A friend of mine has lodged complaint of his canon printer. It was routed to the service centre but they are asking for 1000+gst visiting charges and that too to be sent via paytm. Is their any email address of the concerned in Canon India? The phone support isn't doing anything from the past 1 week.

Thanks


----------



## whitestar_999 (Apr 6, 2019)

Contact & Support Information - Canon India

Try the feedback option.


----------



## billubakra (Apr 6, 2019)

whitestar_999 said:


> Contact & Support Information - Canon India
> 
> Try the feedback option.



No help there. Need email addresses.


----------



## whitestar_999 (Apr 6, 2019)

Didn't see any email address there,try social media(fb/twitter).


----------



## billubakra (Apr 8, 2019)

whitestar_999 said:


> Didn't see any email address there,try social media(fb/twitter).


yadachi@cusa.canon.com
reviewfeedback@cits.canon.com
Let's see.


----------



## Zangetsu (Apr 8, 2019)

@billubakra : Why they are asking PayTm payment ?  Paytm is generally used to create Fraud transactions and has many stories of fraud/scam.

I had a very Bad experience with Canon. So, I decided to not buy any Canon product.

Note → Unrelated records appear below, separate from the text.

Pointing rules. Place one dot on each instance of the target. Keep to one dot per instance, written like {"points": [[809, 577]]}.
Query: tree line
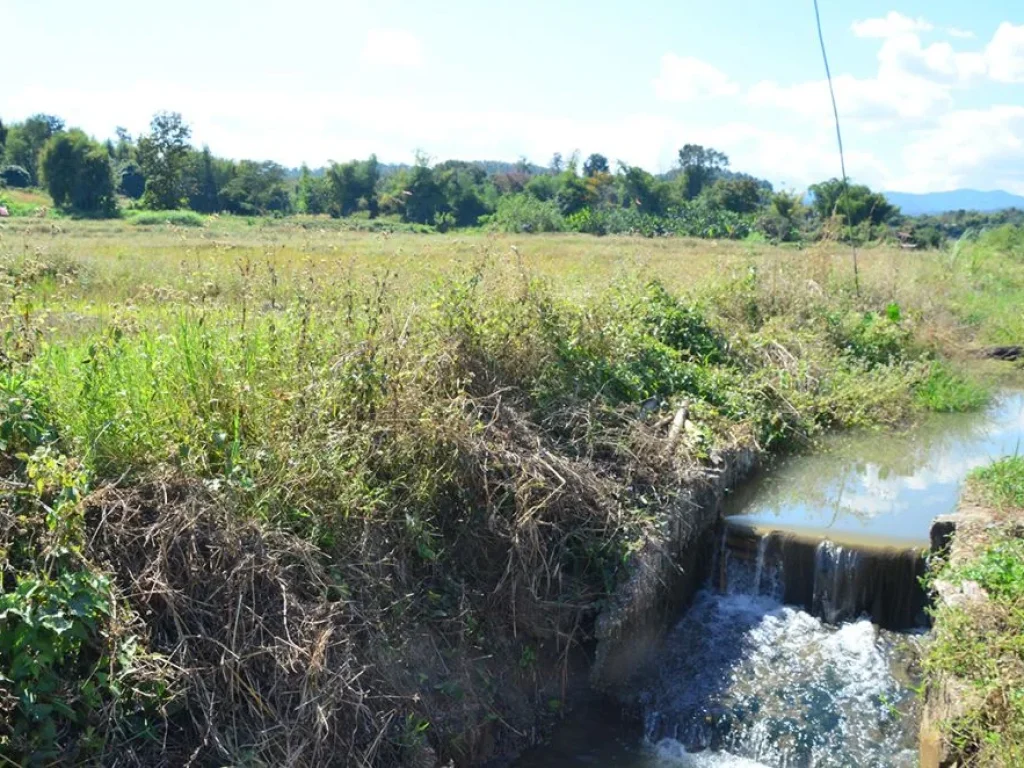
{"points": [[162, 170]]}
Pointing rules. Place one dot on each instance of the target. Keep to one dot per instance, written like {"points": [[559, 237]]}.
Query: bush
{"points": [[15, 176], [174, 218], [522, 213], [948, 392]]}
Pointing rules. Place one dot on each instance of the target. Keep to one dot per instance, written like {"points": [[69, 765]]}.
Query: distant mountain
{"points": [[954, 200], [491, 167]]}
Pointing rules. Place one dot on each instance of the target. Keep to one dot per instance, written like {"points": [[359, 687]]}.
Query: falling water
{"points": [[790, 657]]}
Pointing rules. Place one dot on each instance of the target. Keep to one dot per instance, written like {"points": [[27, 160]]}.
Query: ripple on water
{"points": [[745, 676]]}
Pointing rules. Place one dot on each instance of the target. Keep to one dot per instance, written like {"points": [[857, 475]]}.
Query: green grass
{"points": [[172, 218], [982, 646], [945, 391], [980, 643], [1001, 483], [448, 429]]}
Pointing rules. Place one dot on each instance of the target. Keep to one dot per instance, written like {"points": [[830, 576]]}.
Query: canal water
{"points": [[800, 649]]}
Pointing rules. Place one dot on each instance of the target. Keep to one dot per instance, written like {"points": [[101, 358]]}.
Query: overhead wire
{"points": [[839, 138]]}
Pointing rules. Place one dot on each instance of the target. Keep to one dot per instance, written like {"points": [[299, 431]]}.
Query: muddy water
{"points": [[881, 487], [778, 662]]}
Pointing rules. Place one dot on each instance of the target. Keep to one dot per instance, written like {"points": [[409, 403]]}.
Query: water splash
{"points": [[747, 678]]}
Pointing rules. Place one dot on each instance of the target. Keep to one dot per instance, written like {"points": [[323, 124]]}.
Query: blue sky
{"points": [[931, 94]]}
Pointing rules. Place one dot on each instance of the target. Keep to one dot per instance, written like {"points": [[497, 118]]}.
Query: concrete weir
{"points": [[834, 581], [666, 574]]}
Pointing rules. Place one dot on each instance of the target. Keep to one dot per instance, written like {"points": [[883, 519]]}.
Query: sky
{"points": [[930, 94]]}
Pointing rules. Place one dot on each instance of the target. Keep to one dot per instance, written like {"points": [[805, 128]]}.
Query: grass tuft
{"points": [[1000, 483], [948, 392]]}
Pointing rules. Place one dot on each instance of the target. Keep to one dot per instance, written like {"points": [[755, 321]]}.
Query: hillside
{"points": [[955, 200]]}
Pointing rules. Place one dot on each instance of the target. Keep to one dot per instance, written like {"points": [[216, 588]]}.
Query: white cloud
{"points": [[875, 102], [392, 47], [1006, 54], [957, 32], [968, 148], [686, 79], [903, 54], [890, 26]]}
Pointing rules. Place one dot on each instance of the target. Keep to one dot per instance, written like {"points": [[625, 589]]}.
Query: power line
{"points": [[839, 138]]}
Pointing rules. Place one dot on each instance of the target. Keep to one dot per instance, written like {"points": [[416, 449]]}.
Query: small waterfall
{"points": [[784, 660], [834, 582]]}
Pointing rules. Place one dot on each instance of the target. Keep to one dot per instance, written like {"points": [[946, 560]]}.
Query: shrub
{"points": [[946, 391], [1001, 483], [15, 176], [522, 213], [174, 218]]}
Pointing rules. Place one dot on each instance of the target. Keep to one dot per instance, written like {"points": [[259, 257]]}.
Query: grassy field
{"points": [[276, 492]]}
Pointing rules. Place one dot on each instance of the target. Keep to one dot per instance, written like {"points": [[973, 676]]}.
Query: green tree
{"points": [[424, 197], [640, 189], [15, 176], [256, 188], [854, 203], [544, 186], [163, 155], [741, 194], [131, 182], [78, 173], [463, 186], [595, 164], [313, 192], [26, 140], [573, 195], [205, 193], [124, 150], [353, 186], [700, 165]]}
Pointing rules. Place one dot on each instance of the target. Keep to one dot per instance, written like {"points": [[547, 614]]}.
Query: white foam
{"points": [[669, 752]]}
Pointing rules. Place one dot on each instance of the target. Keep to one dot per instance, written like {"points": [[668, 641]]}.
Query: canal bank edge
{"points": [[957, 539], [665, 574]]}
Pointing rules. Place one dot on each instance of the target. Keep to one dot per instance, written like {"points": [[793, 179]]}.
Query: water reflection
{"points": [[881, 485]]}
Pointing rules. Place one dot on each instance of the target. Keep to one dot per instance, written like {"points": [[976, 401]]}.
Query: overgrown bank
{"points": [[273, 516], [975, 665]]}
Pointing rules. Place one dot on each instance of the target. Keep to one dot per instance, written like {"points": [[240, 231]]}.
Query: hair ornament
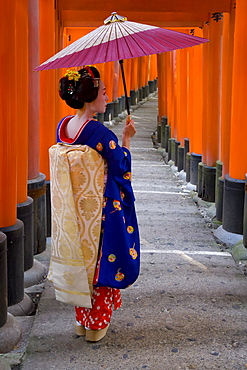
{"points": [[91, 74], [72, 75], [89, 71]]}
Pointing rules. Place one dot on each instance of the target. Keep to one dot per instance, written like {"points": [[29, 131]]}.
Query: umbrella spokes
{"points": [[125, 88], [114, 17]]}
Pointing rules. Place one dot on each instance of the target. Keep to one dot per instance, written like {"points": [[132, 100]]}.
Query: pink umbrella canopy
{"points": [[119, 39]]}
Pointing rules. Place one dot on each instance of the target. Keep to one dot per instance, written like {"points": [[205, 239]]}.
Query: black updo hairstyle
{"points": [[80, 89]]}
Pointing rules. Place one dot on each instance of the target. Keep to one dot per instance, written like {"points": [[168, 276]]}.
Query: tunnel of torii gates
{"points": [[201, 120]]}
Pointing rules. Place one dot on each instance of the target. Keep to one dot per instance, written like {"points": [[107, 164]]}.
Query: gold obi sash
{"points": [[77, 184]]}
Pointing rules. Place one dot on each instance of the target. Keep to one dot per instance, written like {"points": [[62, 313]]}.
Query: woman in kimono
{"points": [[86, 92]]}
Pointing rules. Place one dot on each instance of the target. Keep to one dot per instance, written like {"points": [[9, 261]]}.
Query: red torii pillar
{"points": [[212, 103], [234, 184], [9, 224]]}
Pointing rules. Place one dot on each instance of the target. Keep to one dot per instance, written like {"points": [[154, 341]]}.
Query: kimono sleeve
{"points": [[118, 158]]}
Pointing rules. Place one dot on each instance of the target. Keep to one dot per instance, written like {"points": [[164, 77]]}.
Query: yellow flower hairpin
{"points": [[72, 75]]}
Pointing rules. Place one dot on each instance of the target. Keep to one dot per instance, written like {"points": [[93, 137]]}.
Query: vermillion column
{"points": [[25, 203], [139, 71], [37, 180], [33, 88], [222, 165], [196, 122], [182, 105], [134, 81], [162, 85], [9, 224], [48, 84], [162, 97], [233, 206], [152, 73], [48, 95], [212, 127], [108, 80]]}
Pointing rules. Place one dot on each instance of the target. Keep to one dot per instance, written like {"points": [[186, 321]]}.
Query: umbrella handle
{"points": [[125, 89]]}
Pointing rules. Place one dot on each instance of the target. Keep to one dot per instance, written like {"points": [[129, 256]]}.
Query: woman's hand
{"points": [[128, 132]]}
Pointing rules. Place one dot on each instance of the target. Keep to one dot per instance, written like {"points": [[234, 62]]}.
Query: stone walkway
{"points": [[187, 310]]}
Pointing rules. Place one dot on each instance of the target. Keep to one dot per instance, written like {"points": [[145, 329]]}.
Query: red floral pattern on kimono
{"points": [[104, 300]]}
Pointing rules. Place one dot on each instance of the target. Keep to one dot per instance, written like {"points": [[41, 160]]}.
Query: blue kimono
{"points": [[119, 259]]}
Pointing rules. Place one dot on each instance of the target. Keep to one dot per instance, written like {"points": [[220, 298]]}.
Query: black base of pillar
{"points": [[3, 279], [116, 108], [140, 95], [15, 262], [219, 191], [180, 158], [245, 216], [187, 166], [195, 159], [123, 102], [208, 183], [100, 117], [171, 149], [186, 150], [48, 209], [199, 182], [37, 191], [151, 86], [158, 133], [108, 115], [155, 84], [133, 97], [163, 125], [177, 143], [25, 213], [146, 88], [167, 136], [220, 197], [233, 205]]}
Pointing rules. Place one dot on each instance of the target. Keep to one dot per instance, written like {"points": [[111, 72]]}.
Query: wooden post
{"points": [[22, 98], [214, 88], [238, 149], [48, 84], [162, 85], [8, 114], [33, 90]]}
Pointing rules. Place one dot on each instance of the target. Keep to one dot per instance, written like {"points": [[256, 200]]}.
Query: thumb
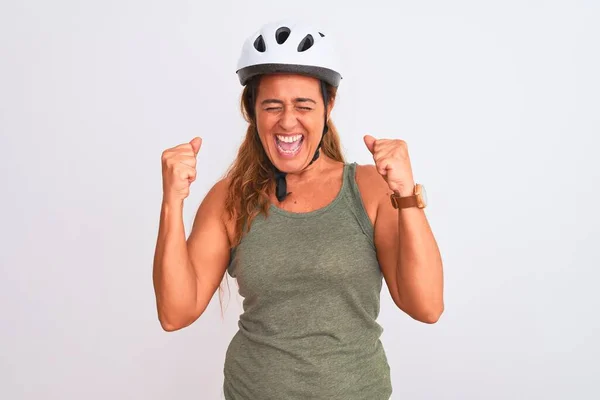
{"points": [[370, 142], [196, 143]]}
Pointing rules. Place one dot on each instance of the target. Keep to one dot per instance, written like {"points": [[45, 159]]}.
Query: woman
{"points": [[308, 236]]}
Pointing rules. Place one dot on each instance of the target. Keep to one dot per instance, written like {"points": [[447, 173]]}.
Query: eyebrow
{"points": [[296, 100]]}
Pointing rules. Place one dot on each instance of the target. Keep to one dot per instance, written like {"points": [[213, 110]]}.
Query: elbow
{"points": [[429, 316], [172, 323]]}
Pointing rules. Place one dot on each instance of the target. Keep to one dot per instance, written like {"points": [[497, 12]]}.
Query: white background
{"points": [[499, 104]]}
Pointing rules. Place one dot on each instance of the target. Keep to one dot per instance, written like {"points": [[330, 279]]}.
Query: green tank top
{"points": [[311, 285]]}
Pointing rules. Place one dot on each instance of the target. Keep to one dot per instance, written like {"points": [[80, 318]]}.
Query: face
{"points": [[290, 117]]}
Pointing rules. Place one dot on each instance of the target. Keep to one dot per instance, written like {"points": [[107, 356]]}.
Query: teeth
{"points": [[289, 139]]}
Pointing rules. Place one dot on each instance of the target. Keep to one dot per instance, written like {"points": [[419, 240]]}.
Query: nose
{"points": [[288, 119]]}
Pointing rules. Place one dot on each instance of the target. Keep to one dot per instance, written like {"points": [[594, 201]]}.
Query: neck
{"points": [[312, 172]]}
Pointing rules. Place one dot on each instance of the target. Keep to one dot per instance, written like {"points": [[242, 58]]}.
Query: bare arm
{"points": [[187, 273]]}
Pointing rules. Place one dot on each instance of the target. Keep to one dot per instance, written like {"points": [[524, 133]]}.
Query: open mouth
{"points": [[289, 145]]}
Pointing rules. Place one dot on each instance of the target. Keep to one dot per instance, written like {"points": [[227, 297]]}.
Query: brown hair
{"points": [[251, 174]]}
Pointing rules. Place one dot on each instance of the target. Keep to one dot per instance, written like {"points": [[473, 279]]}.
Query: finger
{"points": [[196, 144], [188, 160], [370, 143], [186, 173], [384, 166]]}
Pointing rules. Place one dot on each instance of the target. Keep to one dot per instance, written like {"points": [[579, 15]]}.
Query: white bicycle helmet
{"points": [[292, 47]]}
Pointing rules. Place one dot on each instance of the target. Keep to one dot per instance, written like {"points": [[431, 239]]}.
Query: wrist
{"points": [[405, 191]]}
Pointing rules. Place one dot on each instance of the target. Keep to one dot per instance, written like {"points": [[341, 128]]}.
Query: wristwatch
{"points": [[417, 199]]}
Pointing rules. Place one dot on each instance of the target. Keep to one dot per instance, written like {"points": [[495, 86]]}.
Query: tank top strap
{"points": [[354, 201]]}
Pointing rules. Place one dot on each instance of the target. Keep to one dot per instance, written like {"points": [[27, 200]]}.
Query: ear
{"points": [[330, 107]]}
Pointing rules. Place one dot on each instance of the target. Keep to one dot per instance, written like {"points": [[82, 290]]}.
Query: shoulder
{"points": [[372, 187]]}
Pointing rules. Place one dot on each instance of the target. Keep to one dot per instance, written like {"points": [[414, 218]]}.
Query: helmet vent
{"points": [[282, 34], [306, 43], [259, 44]]}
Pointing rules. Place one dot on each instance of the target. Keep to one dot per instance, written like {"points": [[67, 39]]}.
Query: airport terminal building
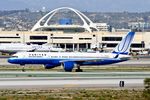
{"points": [[66, 34]]}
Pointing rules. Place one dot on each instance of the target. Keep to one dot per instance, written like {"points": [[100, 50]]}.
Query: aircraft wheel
{"points": [[79, 70]]}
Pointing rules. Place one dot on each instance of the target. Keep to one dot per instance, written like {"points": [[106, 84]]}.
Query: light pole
{"points": [[52, 38]]}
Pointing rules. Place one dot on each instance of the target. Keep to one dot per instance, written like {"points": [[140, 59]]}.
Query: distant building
{"points": [[139, 26], [102, 26]]}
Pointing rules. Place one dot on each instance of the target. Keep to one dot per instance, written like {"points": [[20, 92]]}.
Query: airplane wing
{"points": [[79, 61]]}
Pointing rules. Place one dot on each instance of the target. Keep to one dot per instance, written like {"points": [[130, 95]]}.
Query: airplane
{"points": [[12, 48], [69, 60]]}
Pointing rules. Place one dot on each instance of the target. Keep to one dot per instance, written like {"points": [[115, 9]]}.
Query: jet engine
{"points": [[68, 66]]}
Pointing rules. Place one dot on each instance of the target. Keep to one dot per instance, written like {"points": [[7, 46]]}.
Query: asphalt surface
{"points": [[72, 80], [46, 80]]}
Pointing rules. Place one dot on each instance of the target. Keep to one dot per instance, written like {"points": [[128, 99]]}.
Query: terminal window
{"points": [[38, 37], [111, 38]]}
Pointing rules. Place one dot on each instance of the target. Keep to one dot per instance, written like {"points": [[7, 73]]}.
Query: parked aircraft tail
{"points": [[124, 46]]}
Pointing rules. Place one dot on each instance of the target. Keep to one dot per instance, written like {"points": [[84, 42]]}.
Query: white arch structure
{"points": [[87, 23]]}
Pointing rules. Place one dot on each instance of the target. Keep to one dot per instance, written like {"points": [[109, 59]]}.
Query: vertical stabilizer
{"points": [[124, 46]]}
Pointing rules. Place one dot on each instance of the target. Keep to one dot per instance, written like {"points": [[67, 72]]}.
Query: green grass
{"points": [[72, 94]]}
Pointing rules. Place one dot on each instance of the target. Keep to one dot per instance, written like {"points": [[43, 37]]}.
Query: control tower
{"points": [[65, 19]]}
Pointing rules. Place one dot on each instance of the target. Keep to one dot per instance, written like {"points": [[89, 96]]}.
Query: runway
{"points": [[72, 80], [47, 79]]}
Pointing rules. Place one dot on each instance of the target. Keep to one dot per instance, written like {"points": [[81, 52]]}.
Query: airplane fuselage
{"points": [[56, 58]]}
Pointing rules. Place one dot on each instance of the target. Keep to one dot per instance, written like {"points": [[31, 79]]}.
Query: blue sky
{"points": [[82, 5]]}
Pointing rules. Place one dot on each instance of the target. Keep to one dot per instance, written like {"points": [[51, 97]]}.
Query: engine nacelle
{"points": [[68, 66], [49, 66]]}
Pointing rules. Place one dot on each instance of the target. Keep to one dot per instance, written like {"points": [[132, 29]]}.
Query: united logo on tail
{"points": [[124, 46]]}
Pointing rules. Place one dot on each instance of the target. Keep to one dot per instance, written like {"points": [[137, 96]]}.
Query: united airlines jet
{"points": [[69, 60]]}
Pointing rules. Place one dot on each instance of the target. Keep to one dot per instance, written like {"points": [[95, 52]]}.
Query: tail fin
{"points": [[124, 46]]}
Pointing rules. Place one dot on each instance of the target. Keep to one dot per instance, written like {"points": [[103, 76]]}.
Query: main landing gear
{"points": [[78, 69], [23, 69]]}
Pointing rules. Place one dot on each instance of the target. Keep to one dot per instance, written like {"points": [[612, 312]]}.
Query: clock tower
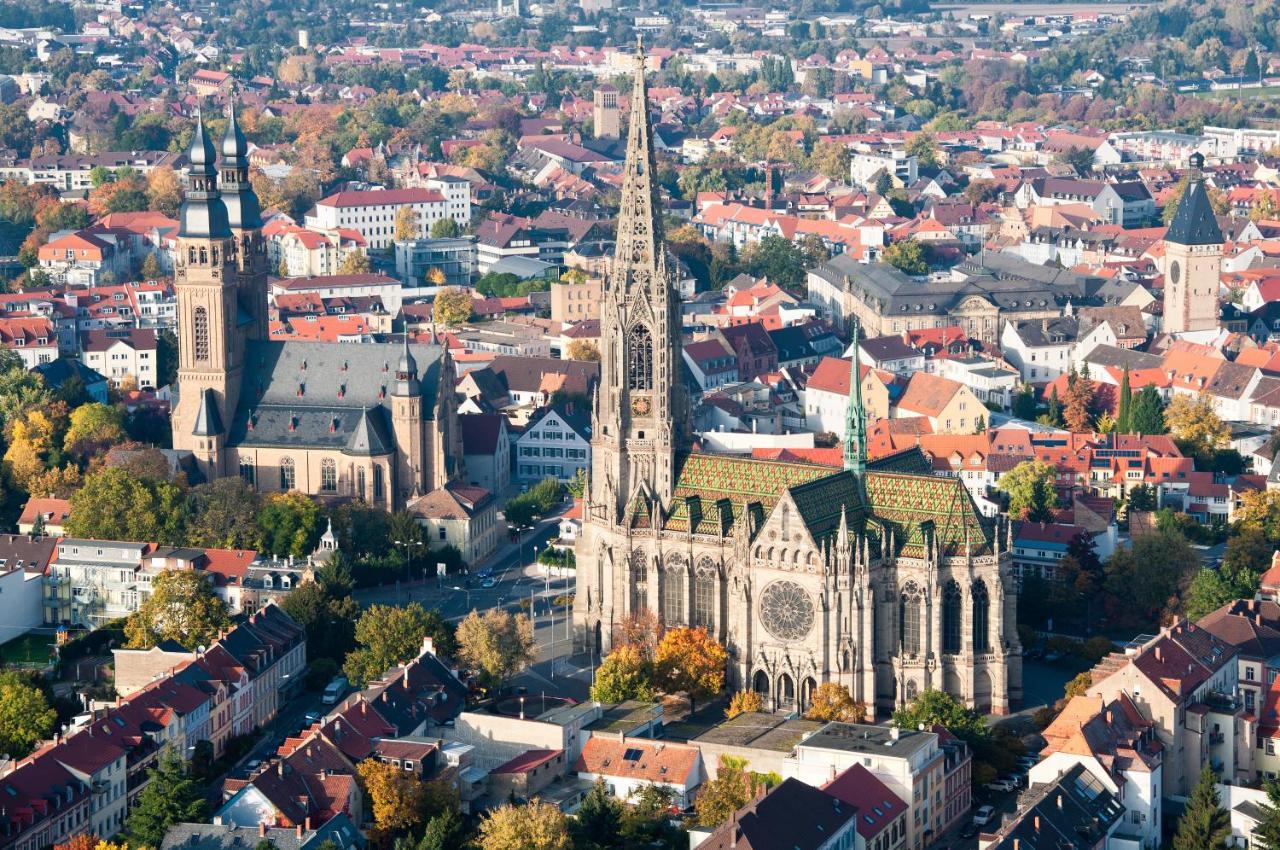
{"points": [[641, 407]]}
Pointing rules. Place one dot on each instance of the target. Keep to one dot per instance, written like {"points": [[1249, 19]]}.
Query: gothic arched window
{"points": [[704, 593], [287, 474], [909, 620], [673, 592], [200, 333], [981, 604], [640, 359], [951, 608]]}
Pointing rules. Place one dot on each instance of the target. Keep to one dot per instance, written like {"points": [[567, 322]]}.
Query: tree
{"points": [[26, 717], [1024, 403], [355, 263], [1196, 425], [731, 789], [933, 708], [94, 428], [691, 661], [289, 524], [446, 229], [1205, 823], [832, 702], [1148, 412], [182, 607], [452, 306], [534, 826], [497, 643], [388, 635], [744, 703], [115, 505], [396, 796], [584, 350], [908, 256], [406, 224], [1124, 416], [625, 673], [172, 796], [595, 823], [1032, 490], [1266, 832], [224, 515]]}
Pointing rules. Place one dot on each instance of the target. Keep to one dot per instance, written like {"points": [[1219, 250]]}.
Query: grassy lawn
{"points": [[30, 648]]}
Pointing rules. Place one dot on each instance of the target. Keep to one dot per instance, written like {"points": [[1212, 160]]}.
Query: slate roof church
{"points": [[878, 576], [366, 421]]}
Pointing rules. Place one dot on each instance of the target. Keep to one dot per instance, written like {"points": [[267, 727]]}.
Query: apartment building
{"points": [[373, 213]]}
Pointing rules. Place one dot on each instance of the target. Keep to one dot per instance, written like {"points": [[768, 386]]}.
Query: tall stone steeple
{"points": [[855, 416], [641, 407]]}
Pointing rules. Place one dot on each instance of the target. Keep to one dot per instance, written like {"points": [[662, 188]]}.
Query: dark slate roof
{"points": [[208, 421], [1194, 222], [312, 394]]}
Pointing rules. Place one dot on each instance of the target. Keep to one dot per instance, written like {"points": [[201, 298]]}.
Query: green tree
{"points": [[1205, 823], [1124, 416], [935, 707], [446, 229], [224, 515], [289, 525], [182, 607], [389, 635], [497, 643], [115, 505], [906, 255], [625, 673], [1148, 412], [172, 796], [1032, 489], [26, 717]]}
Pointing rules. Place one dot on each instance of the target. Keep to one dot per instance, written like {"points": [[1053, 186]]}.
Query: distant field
{"points": [[1243, 94], [1033, 9]]}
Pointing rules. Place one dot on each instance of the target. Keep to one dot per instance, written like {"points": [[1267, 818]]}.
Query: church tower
{"points": [[245, 218], [210, 337], [1193, 260], [641, 406]]}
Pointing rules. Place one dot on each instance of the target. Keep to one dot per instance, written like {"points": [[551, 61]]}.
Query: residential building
{"points": [[123, 353], [373, 213], [455, 257], [460, 516], [557, 443]]}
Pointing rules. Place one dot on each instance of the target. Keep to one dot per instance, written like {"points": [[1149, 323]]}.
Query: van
{"points": [[334, 690]]}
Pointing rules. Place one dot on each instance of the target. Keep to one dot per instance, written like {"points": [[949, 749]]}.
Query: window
{"points": [[704, 593], [200, 329], [909, 620], [981, 604], [639, 359], [951, 617]]}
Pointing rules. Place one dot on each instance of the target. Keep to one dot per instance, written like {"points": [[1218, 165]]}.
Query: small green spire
{"points": [[855, 417]]}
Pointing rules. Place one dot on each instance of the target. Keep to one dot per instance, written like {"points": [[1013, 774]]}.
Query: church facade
{"points": [[878, 576], [375, 423]]}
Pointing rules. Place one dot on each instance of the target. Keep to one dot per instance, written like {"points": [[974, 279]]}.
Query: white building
{"points": [[373, 213]]}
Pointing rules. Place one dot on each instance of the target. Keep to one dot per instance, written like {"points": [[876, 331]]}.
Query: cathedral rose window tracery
{"points": [[786, 611]]}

_I bought Canon printer in 2012 and it died under warranty so its motherboard was replaced by Canon technician and it worked good for next 6 months and then again the replaced motherboard died and as it was out-of-warranty so Canon executive asked me to pay 1500 (replacement mobo) + 400 (service charge) = Rs 1900. 
And it was in 2013 when GST was not in place. And today the price would have increased._


----------



## billubakra (Apr 13, 2019)

Zangetsu said:


> @billubakra : Why they are asking PayTm payment ?  Paytm is generally used to create Fraud transactions and has many stories of fraud/scam.
> 
> I had a very Bad experience with Canon. So, I decided to not buy any Canon product.
> 
> ...



Asking for money via paytm was doubtful. Anyways the email did the trick, they will visit next week foc.


----------